Elucidating the consequences of dehydration, Dr Agarwal alerted, “You have to have a good water intake of at least three litres per day, for people who have no restrictions on their water intake. This is a season when we see a lot of kidney stones. Many patients come over with renal colic. Dehydration can lead to aggravation of kidney failure. People who have a history of renal kidney stones should have at least three to four litres of water a day if permitted by their doctor.”
However, experts informed that drinking too much water can also be risky. Typically what has been suggested is somewhere between two and a half litres for average females and three to three and a half litres for an average size male, but people often overdo this.

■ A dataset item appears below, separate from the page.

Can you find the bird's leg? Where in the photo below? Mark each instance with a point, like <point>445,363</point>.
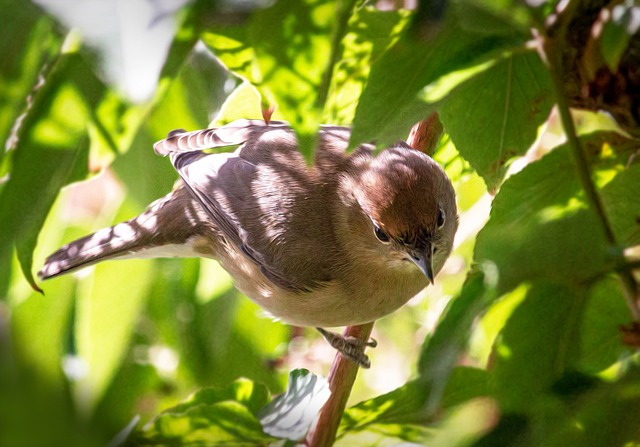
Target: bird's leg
<point>351,348</point>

“When you drink excessive water, it can lead to dilution of your blood and a subsequent drop in sodium causing nausea, vomiting, and in severe cases convulsions and loss of consciousness. Additionally, we often ask people with kidney disease and heart problems to take water as per their physician’s advice because they do not have good urine output or their heart is weak. So the heart and kidney would not tolerate increased water intake,” said Dr Agarwal.
“If we intoxicate ourselves with water the first thing that will happen is that the sodium will go down. We call it dilutional hyponatremia, and it’s common for patients with kidney disease or heart disease where the body does not incorporate water efficiently. The patient may experience giddiness, forgetfulness, confusion, generalized weakness, and vomiting. But if hyponatremia worsens, the patient may land up in a coma or may have seizures. That’s why we advise our cardiac patients to limit their water intake to 1.2 to 1.5 litres,” concluded Dr Mule.
Doctors warn that climate change-induced illnesses will pose a detrimental threat to health and the best way to protect from debilitating heat, is one’s own diligent proactiveness. Urged the general population to be aware of heat-related complications and the warning signs of heat-related illnesses, and advised the masses to keep themselves hydrated and protected from the blazing temperature.